Baladeva’s alarm clock went off at 1:00 A.M.,
and our cowbells followed.
He administered my wake-up rituals.
I went into the room
where the Deities are and bowed down.
I began my japa at a moderate pace
and with a sustained darsana of Radha-Govinda.
I practiced “just hear,” the method
where you attentively chant and hear
with no other meditation.
There are higher stages of perfection in japa,
but “just hear” is elevated in itself.
Anyone who understands that the Name
is non-different from Krishna Himself,
and who absorbs himself
in the transcendental sound vibration,
is achieving a rare state of chanting.
I could not achieve that rare state,
but I tried.
I met my quota after four rounds
with minutes to spare. Then I turned
to writing in my Japa Report.
I began my second set
at a moderate pace.
So far I felt no eyestrain
or headache, but I was cautious.
Although I was chanting silently in the mind
I heard the Names clearly, with attention
and concern to pronounce the words properly.

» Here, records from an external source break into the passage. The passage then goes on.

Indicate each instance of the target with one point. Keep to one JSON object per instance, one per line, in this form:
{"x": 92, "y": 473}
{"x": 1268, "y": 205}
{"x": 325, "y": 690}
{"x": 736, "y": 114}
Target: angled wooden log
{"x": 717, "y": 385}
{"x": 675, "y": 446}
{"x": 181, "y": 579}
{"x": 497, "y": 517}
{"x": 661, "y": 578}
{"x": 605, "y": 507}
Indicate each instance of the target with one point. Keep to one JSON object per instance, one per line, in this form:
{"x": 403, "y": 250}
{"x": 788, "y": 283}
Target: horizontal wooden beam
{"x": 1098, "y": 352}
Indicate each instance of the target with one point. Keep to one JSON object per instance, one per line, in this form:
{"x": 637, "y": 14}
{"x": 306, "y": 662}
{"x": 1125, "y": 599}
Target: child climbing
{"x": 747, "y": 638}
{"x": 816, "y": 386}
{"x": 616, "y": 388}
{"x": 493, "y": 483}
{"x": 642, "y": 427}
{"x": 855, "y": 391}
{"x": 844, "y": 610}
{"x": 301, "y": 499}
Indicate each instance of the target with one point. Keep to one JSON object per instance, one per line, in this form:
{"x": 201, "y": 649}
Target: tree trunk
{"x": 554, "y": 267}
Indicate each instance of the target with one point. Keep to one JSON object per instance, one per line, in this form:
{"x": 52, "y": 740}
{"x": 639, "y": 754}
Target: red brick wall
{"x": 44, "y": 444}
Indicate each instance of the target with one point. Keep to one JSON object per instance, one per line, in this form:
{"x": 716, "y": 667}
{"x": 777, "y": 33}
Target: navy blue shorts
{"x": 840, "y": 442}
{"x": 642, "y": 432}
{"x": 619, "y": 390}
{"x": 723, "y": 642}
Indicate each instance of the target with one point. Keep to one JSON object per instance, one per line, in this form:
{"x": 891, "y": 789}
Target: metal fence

But I was distracted by planning ahead
what to write in my next Japa Report.
I was committing aparadha:
inattention to the Name.
So my chanting was faulty.
But the maha-mantra is
so merciful and powerful that it
vanquishes past sinful reactions,
ushers in liberation
and gradually brings one to love of God,
even when chanted with imperfections
as I was doing.
(I like to repeat the lines
about the power of the maha-mantra.
I use them as affirmations.
They give me confidence
that I am making progress,
even though I am making mistakes.)
I met my quota after eight rounds
with minutes to spare.
I began my third set at a moderate pace.
I tried to avoid mere mechanical chanting
by cultivating thoughtfulness and devotional feelings.
For thoughtfulness, I adhered to “just hear.”
This enabled me to concentrate
on keeping the mantras separate
without mixing or missing them.
For feeling, I glanced at Radha-Govinda
and imbibed Their sweetness. I acknowledged
that Radha-Krishna are the heart of the
Hare Krishna mantra, composed exclusively
of Their Names and uttered as a prayer
to be engaged in Their service.
I finished the twelfth round
with minutes to spare.
After three sets at a moderate pace,
I was behind on the quota
by the clock.
I began the fourth set
emphasizing speed as a priority
over quality. I didn’t rush recklessly,
but held on to the bead until the mantra
was finished before moving
on to the next bead. I could
not enter an inward, prayerful
state. I called out to Krishna for
His blessings, because it is not possible
for me to do good japa on my own endeavor.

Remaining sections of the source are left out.